What is Lichen Sclerosus (LS)?
This is a skin condition that mainly affect the skin of the genitals. It is not infectious and the cause is not really known. Many theories have been proposed and there are some links with other conditions such as thyroid disease.
It can affect other areas of the body – arms, back, breasts and shoulders.
It most commonly affects women of older age groups but both men and children can develop the condition. In men it is known as BXO (balanitis xerotica obliterans) when it affect the (glans) penis (“bell end”).
It is a condition that is usually long term and the symptoms come and go; they are usually controlled with steroid treatment (see below).
A skin condition affecting both men and women
NOT an STI
Needs lifelong follow up
Treated with creams
What are the symptoms?
Men/ I have a penis: sore /itchy white patches on the penis, particularly around the tip, but sometimes on the shaft, the skin at the tip of the penis becoming firm and white, difficulty pulling the foreskin back, which can make peeing difficult and lead to painful erections if left untreated.

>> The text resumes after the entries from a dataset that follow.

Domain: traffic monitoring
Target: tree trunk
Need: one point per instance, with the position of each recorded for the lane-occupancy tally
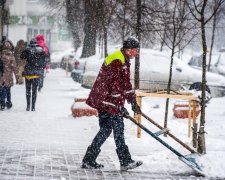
(72, 9)
(90, 30)
(212, 41)
(201, 139)
(137, 59)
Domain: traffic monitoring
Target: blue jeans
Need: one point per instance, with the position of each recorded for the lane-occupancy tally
(109, 123)
(3, 93)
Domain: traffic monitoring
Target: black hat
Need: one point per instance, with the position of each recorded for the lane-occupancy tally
(131, 42)
(33, 41)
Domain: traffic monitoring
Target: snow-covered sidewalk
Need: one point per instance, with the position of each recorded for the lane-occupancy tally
(49, 143)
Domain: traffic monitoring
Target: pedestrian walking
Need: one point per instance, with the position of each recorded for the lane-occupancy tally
(20, 46)
(9, 68)
(35, 57)
(111, 88)
(41, 42)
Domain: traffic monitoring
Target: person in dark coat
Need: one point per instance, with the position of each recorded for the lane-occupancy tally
(9, 68)
(108, 94)
(35, 57)
(41, 42)
(20, 46)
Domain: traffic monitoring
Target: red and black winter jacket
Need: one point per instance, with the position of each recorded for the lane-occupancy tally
(112, 86)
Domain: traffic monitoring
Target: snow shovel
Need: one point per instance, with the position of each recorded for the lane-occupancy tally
(187, 159)
(168, 133)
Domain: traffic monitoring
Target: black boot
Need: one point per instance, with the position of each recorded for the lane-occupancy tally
(125, 159)
(28, 108)
(2, 105)
(8, 105)
(89, 160)
(33, 108)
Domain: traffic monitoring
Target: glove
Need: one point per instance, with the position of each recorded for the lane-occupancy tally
(135, 107)
(123, 111)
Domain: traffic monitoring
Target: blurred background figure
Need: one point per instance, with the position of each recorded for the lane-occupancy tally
(9, 68)
(19, 61)
(35, 57)
(41, 42)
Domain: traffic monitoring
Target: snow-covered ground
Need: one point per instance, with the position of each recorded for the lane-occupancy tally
(30, 140)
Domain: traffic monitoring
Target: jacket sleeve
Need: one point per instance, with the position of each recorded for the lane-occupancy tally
(129, 92)
(15, 69)
(115, 80)
(24, 54)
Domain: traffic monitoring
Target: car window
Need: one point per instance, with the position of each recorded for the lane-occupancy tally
(214, 59)
(222, 59)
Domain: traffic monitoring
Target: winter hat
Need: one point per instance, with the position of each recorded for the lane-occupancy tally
(131, 42)
(41, 42)
(33, 41)
(7, 45)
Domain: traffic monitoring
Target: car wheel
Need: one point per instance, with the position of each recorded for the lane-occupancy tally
(197, 86)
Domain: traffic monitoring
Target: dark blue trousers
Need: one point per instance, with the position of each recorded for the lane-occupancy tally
(3, 94)
(109, 123)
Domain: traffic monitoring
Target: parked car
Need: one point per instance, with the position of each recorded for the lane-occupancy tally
(56, 57)
(78, 70)
(68, 62)
(217, 64)
(154, 73)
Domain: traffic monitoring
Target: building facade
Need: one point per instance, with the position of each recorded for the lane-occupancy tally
(28, 18)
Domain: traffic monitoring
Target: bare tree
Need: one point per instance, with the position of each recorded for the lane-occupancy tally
(216, 19)
(176, 27)
(199, 12)
(74, 18)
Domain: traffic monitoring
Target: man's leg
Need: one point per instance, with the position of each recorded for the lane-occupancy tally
(34, 93)
(122, 150)
(28, 93)
(8, 97)
(89, 160)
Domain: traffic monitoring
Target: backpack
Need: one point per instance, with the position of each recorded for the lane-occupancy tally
(1, 68)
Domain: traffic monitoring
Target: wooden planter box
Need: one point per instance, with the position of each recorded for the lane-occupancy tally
(181, 110)
(80, 108)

Women/I have a vagina: white areas of skin which become cracked and sore; itchiness, which tends to be worse at night and may disturb sleep, fragile and thin skin which can become red or purple with blood blisters; pain when having sex. Usually the anal area can be affected in women; pain when passing stools and itching or soreness with white skin.
How is it diagnosed?
Sometimes just examining a patient is all that is needed ( especially by a doctor who is very specialised in skin conditions and who has seen a lot of patients with LS)

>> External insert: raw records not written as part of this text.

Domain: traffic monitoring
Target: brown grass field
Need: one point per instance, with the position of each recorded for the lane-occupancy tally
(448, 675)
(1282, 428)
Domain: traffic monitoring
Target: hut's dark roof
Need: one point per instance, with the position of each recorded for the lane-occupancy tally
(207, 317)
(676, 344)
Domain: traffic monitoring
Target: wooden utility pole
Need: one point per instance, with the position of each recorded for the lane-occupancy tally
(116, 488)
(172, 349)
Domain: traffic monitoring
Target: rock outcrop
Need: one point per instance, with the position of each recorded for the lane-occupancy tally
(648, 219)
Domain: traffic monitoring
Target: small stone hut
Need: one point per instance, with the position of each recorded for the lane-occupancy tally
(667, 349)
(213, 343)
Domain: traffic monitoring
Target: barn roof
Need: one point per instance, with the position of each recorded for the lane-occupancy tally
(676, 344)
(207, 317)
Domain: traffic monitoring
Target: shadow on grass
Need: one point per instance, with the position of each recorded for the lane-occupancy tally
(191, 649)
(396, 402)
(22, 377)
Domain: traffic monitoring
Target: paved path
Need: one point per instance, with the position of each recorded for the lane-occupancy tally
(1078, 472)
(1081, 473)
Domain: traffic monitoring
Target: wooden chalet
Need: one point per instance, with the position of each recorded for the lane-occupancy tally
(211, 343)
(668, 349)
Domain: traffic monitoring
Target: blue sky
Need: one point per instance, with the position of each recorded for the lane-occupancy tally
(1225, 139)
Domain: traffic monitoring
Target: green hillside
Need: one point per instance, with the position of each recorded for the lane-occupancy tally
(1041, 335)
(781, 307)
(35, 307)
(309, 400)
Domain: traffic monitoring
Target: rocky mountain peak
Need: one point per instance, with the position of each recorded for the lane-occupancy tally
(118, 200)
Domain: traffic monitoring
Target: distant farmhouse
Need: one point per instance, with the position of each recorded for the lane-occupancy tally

The most reliable diagnostic test is a biopsy of the skin which is done under a local anaesthetic within a sexual health clinic or another specialised setting.
Occasionally circumcision is needed to remove a very tight foreskin.
What is the treatment?
Washing with emollients and avoiding soaps and shower gels.
Using an emollient as a moisturiser at night can also help the skin to repair and protect itself.
Steroid creams or ointments which are applied to the affected skin – these are used frequently at first but then are reduced over time.